Конница наполовину из ополченцев, или по-польски "рухавка"… И среди пехоты почти две трети нового состава вооружены одними косами, против русских, снабженных хорошими ружьями.

И хотя численность силы противников почти равны, перевес слишком на стороне осаждающих. Особенно сильна артиллерия у последних — до 350 орудий.

Теснее и теснее сжимается железное кольцо…

А там, на просторе литовских полей и в глуши волынских лесов, уже закончена борьба… Генерал Рыбинский с отрядами перешел прусскую границу и сложил оружие… То же сделал генерал Хлаповский, все время как будто щадивший и своих людей, и русские батальоны… Громко прозвучал выстрел поручика Скульского, когда он 13 июля убил из пистолета генерала Гелгуда, стоящего среди всего штаба на русской территории, куда увел этот генерал свой отряд…

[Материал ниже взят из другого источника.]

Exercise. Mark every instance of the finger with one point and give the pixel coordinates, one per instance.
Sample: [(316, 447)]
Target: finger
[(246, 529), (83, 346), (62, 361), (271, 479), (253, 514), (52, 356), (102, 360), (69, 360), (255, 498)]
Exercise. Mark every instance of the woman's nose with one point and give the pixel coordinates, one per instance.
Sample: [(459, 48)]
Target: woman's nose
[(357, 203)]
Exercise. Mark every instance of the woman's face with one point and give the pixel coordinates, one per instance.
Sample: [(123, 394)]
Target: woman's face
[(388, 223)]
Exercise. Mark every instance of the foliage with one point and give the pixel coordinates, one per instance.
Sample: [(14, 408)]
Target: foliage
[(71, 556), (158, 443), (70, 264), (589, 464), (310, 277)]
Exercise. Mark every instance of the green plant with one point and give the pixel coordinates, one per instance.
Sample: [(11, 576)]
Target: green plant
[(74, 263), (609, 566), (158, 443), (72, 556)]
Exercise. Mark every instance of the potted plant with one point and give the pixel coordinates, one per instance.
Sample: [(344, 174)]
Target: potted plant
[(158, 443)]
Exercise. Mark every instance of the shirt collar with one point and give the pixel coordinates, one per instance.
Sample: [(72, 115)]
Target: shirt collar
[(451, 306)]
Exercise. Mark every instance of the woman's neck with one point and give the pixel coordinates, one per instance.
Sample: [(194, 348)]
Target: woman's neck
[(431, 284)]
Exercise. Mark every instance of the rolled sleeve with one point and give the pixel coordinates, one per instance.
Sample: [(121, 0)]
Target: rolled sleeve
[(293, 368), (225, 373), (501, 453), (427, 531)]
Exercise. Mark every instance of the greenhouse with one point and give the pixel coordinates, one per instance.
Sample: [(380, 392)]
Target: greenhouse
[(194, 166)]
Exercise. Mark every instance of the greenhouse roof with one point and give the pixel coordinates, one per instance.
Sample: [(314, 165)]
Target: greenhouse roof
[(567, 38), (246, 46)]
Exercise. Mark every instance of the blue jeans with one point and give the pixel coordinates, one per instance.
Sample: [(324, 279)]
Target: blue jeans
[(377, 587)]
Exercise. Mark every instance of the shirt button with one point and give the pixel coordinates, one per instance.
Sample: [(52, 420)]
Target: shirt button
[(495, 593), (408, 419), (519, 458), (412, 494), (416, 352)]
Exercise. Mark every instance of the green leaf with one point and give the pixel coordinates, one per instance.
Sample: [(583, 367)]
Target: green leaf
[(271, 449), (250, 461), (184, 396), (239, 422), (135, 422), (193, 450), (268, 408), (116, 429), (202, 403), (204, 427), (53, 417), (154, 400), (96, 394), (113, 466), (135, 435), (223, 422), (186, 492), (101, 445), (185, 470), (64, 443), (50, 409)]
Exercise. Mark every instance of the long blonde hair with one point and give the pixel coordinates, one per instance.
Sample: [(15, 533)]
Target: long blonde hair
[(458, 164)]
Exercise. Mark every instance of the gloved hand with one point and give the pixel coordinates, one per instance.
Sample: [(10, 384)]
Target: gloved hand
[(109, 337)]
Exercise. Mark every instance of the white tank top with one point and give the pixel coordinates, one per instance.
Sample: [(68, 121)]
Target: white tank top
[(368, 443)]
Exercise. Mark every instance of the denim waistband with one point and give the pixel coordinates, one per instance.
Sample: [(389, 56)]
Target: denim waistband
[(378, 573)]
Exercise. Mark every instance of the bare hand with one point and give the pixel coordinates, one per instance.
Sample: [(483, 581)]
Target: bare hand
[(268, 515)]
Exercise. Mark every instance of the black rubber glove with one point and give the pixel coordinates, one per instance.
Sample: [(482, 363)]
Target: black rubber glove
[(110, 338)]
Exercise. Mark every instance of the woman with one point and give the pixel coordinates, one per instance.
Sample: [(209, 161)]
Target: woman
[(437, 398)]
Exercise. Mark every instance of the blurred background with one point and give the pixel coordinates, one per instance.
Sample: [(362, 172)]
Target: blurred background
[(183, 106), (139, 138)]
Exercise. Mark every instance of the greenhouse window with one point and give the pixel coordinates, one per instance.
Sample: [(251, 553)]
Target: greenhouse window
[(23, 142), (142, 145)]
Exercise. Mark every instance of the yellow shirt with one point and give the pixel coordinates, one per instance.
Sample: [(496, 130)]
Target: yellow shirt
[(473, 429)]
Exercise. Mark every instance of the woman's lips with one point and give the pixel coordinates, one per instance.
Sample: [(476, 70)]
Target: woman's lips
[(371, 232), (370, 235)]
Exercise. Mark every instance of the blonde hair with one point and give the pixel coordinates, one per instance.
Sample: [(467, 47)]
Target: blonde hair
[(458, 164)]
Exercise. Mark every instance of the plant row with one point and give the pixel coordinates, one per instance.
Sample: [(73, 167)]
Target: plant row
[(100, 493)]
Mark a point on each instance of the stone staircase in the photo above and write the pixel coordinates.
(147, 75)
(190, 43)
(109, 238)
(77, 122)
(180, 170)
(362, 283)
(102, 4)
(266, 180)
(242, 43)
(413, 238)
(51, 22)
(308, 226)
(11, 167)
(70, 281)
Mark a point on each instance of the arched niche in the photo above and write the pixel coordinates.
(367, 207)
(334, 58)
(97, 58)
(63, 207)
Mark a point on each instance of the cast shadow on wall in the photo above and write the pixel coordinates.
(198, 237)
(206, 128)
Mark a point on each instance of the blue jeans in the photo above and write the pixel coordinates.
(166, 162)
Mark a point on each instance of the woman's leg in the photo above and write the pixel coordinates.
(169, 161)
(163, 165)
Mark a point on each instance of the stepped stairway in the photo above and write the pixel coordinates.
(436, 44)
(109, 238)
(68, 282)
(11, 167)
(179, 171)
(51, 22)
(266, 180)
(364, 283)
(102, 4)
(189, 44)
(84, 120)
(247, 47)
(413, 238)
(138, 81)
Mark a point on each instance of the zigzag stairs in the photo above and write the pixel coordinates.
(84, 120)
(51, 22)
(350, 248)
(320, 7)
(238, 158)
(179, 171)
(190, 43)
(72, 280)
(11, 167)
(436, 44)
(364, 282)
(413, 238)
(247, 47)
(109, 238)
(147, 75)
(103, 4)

— Изменнику смерть! — крикнул только этот самочинный судья-юноша.

И выстрел, и крик этот разнесся по всей Польше, особенно отдался в Варшаве, где давно ходили толки про измену главных вождей армии.

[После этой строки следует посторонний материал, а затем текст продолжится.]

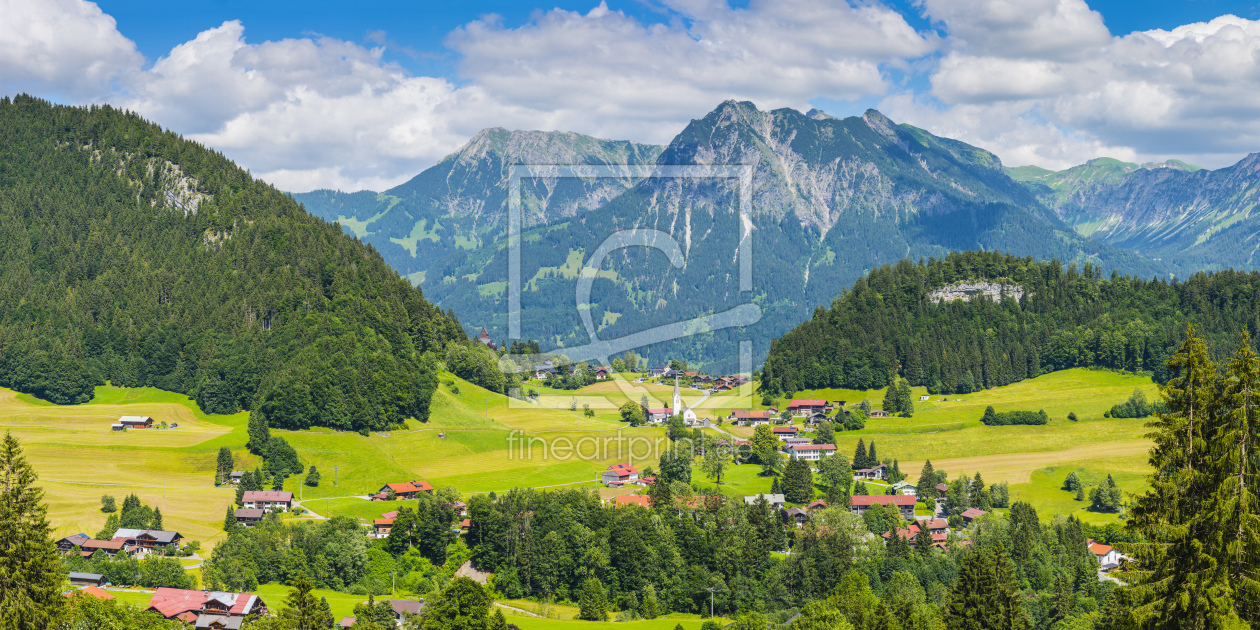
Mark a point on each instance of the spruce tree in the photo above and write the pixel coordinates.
(926, 489)
(592, 605)
(258, 432)
(30, 570)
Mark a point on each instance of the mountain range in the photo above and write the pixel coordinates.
(830, 199)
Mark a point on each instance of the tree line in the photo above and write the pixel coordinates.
(132, 256)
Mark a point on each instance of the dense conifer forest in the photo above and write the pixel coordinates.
(132, 256)
(888, 324)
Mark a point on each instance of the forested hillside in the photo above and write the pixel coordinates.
(134, 256)
(890, 324)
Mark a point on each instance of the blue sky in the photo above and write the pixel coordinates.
(364, 95)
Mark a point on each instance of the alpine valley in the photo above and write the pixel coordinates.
(830, 200)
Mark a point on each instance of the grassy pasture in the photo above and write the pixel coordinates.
(78, 458)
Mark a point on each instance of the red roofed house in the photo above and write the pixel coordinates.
(405, 490)
(784, 432)
(630, 499)
(859, 503)
(267, 500)
(972, 514)
(180, 604)
(1108, 557)
(808, 407)
(620, 474)
(747, 417)
(810, 451)
(382, 527)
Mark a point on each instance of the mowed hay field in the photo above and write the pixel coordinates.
(475, 441)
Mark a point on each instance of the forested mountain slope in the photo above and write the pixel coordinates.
(830, 198)
(134, 256)
(1188, 217)
(892, 323)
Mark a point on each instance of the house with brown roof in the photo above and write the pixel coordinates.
(267, 500)
(808, 407)
(190, 606)
(859, 503)
(810, 451)
(620, 474)
(111, 548)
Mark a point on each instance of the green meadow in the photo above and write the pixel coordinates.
(479, 441)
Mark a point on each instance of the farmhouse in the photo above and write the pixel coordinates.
(192, 606)
(146, 539)
(807, 407)
(382, 527)
(403, 490)
(810, 451)
(873, 473)
(784, 432)
(749, 417)
(775, 500)
(111, 548)
(136, 421)
(248, 517)
(71, 542)
(859, 503)
(87, 580)
(620, 474)
(267, 500)
(659, 413)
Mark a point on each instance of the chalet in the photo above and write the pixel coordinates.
(136, 421)
(905, 488)
(784, 432)
(382, 527)
(1108, 557)
(111, 548)
(880, 471)
(620, 474)
(859, 503)
(775, 500)
(87, 580)
(71, 542)
(972, 514)
(267, 500)
(810, 451)
(659, 413)
(405, 490)
(631, 499)
(190, 606)
(144, 539)
(796, 515)
(405, 607)
(248, 517)
(749, 417)
(808, 407)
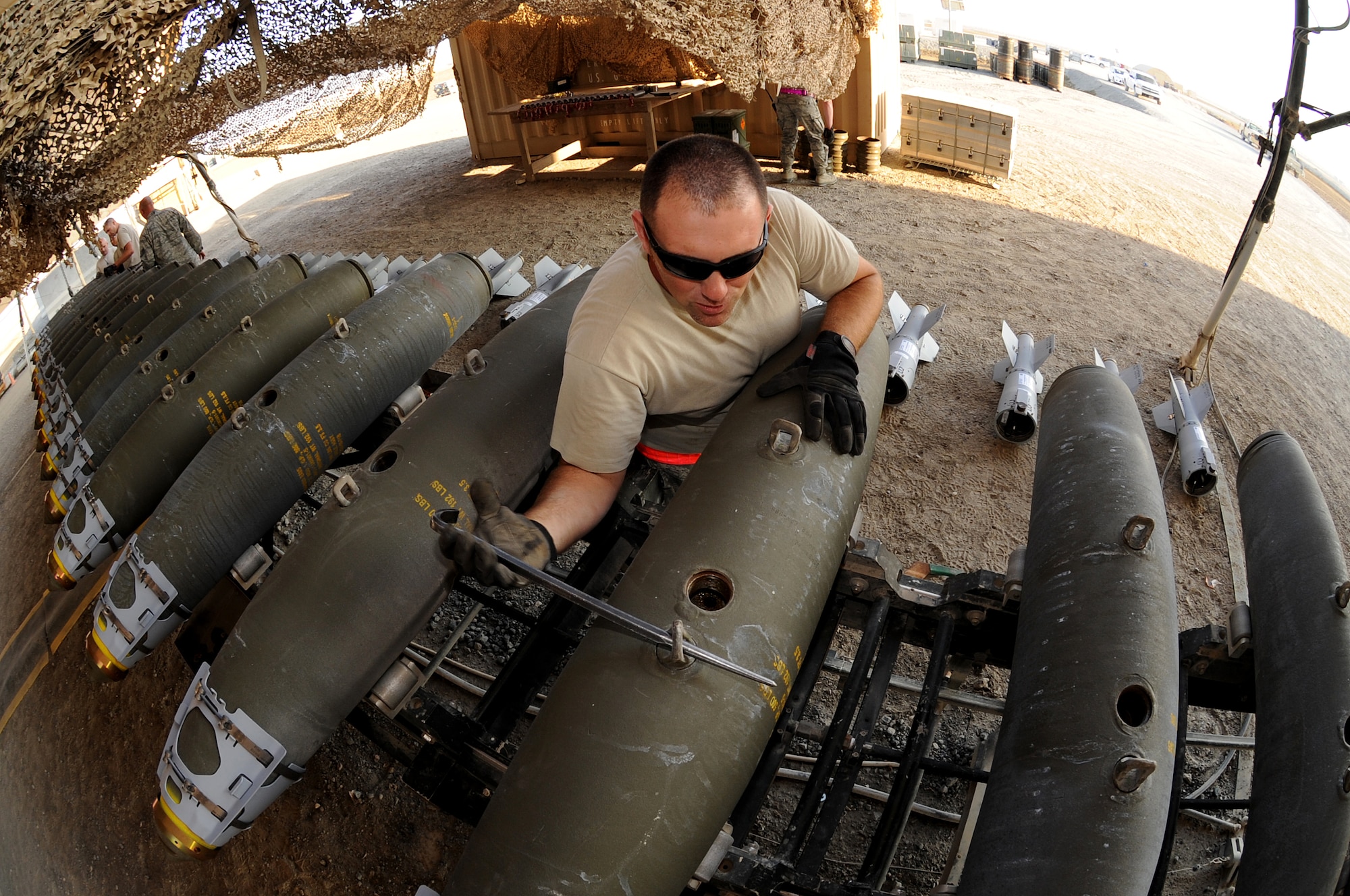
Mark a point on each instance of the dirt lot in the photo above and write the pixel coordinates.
(1113, 234)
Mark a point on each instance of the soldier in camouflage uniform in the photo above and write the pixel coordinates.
(167, 237)
(796, 107)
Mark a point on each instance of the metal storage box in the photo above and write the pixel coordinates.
(958, 49)
(730, 123)
(958, 133)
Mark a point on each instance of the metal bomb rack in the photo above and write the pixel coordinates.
(966, 621)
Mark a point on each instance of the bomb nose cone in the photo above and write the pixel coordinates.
(1015, 427)
(59, 571)
(1201, 482)
(102, 659)
(897, 391)
(176, 836)
(56, 513)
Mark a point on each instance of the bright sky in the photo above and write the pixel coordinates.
(1235, 53)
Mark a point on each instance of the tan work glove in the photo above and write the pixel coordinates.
(499, 527)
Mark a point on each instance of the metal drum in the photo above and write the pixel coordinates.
(1055, 75)
(1004, 60)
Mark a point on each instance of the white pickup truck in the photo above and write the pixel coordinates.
(1144, 86)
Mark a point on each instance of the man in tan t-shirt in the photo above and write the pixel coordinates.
(666, 338)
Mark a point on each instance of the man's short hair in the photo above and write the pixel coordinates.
(709, 169)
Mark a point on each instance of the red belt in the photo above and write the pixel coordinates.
(668, 457)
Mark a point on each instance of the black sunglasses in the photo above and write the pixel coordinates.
(699, 269)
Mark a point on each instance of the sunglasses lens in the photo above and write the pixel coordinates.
(686, 268)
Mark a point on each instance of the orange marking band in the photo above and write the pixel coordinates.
(666, 457)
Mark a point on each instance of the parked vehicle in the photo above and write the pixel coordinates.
(1144, 86)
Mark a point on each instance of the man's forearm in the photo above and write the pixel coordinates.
(573, 501)
(854, 311)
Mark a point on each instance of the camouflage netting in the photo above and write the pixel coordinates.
(98, 92)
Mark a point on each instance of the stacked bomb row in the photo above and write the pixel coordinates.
(1020, 374)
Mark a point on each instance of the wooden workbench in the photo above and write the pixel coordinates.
(641, 105)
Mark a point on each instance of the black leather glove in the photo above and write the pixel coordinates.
(828, 373)
(503, 528)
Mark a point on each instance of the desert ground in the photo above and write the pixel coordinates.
(1113, 234)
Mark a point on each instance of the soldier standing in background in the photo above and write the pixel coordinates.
(796, 107)
(167, 237)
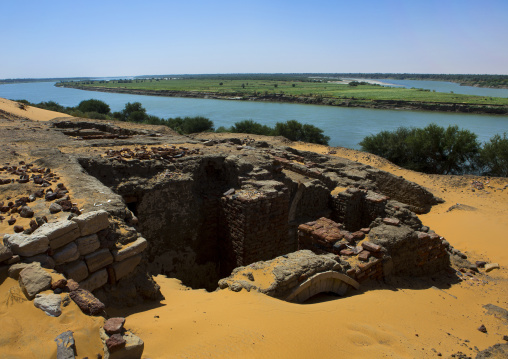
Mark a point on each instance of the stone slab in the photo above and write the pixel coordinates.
(5, 253)
(76, 270)
(33, 280)
(92, 222)
(131, 249)
(49, 304)
(66, 254)
(26, 245)
(66, 348)
(45, 260)
(88, 244)
(54, 230)
(95, 281)
(99, 259)
(87, 302)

Позван был даже на суд главнокомандующий, генерал Скшинецкий.

26 июля собралась комиссия из пяти членов правления, из одиннадцати членов сейма, пополненная министром военным Моравским, начальником артиллерии полковником Бомом и генералами Томасом Любеньским, Малаховским, Хшановским, Раморино, Прондзиньским, Серавским, Бонтан, Венгерским, Богуславским, Колачковским.

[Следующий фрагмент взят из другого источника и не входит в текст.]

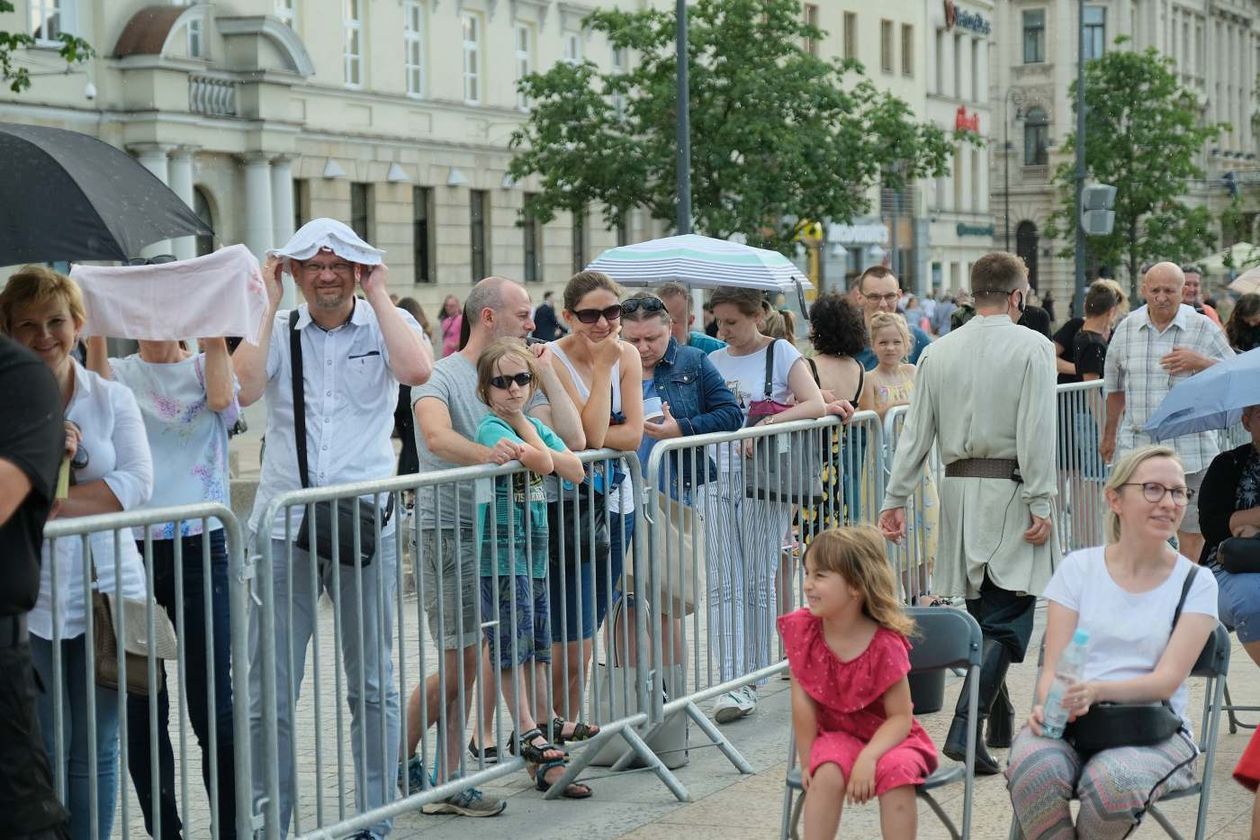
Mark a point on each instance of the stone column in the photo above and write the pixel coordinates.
(153, 156)
(182, 183)
(258, 228)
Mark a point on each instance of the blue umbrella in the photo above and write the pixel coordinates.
(1211, 399)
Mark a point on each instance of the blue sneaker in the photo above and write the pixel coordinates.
(411, 776)
(470, 802)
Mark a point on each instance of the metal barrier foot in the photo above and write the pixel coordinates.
(718, 739)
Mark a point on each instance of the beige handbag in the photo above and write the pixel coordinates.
(678, 530)
(135, 641)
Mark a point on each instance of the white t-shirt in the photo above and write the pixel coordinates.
(188, 441)
(1128, 630)
(746, 378)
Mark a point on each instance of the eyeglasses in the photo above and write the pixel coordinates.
(1154, 493)
(645, 304)
(316, 268)
(592, 315)
(503, 383)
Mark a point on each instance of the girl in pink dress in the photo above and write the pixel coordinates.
(856, 732)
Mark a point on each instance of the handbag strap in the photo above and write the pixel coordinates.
(770, 368)
(295, 350)
(1186, 584)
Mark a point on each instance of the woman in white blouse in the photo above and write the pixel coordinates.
(112, 471)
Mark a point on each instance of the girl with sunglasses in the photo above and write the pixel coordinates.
(602, 377)
(512, 547)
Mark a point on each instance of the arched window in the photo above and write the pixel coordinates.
(1026, 248)
(202, 208)
(1036, 137)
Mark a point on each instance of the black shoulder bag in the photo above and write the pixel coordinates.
(1128, 724)
(347, 511)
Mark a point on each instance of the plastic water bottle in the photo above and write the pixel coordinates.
(1071, 669)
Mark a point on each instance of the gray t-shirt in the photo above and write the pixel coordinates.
(454, 382)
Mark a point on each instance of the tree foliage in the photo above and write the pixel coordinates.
(73, 51)
(779, 136)
(1143, 134)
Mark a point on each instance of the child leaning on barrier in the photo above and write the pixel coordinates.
(856, 733)
(512, 547)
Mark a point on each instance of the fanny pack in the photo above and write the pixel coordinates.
(1128, 724)
(347, 513)
(1239, 554)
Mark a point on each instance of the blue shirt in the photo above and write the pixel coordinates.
(703, 343)
(921, 340)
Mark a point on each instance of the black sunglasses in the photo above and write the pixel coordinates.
(645, 304)
(592, 315)
(503, 383)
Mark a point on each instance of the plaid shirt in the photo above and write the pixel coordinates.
(1133, 368)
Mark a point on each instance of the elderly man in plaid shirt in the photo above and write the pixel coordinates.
(1153, 349)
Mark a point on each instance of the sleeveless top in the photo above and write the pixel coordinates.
(623, 500)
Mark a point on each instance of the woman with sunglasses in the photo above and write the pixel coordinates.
(602, 375)
(745, 537)
(1140, 650)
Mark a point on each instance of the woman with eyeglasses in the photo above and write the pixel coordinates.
(683, 394)
(1148, 612)
(745, 535)
(112, 471)
(602, 375)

Но генералам не позволил говорить обвиняемый, который держал себя скорее, как обвинитель… Комедия суда кончилась тем, что перешла к обсуждению дальнейших планов обороны.

— Если все находят, что надо поставить на карту судьбу отчизны и сразиться с русскими в решительном бою, я готов. Одержу победу или положу свою голову! — с красивым жестом заявил вождь, всеми уличенный в целом ряде ошибок.

Это были только слова…

А дело шло все хуже и хуже…

Только один генерал Дембинский с остатками войск вернулся обходами в Варшаву, где его встретили восторженно и сейчас же сейм назначил его губернатором Варшавским…

В Варшаве шли лихорадочные приготовления к осаде…

Особенного уныния еще не замечалось, но толки ширились без конца. Особенно после одного странного события.

Среди первых сумерек угасающего дня весь небосвод с северной стороны вдруг озарился необыкновенным светом, и на нем среди легких туч показался большой огненный шар, вроде луны, только гораздо больше на вид…

Крики отчаяния зазвучали на улицах и площадях. Кто видел чудо, стал молиться, тут же падая ниц на землю, или кидался прочь, восклицая:

— Конец мира настал: луна падает на землю!..

Колокола тревожным набатом загудели повсюду, нагоняя еще больший страх.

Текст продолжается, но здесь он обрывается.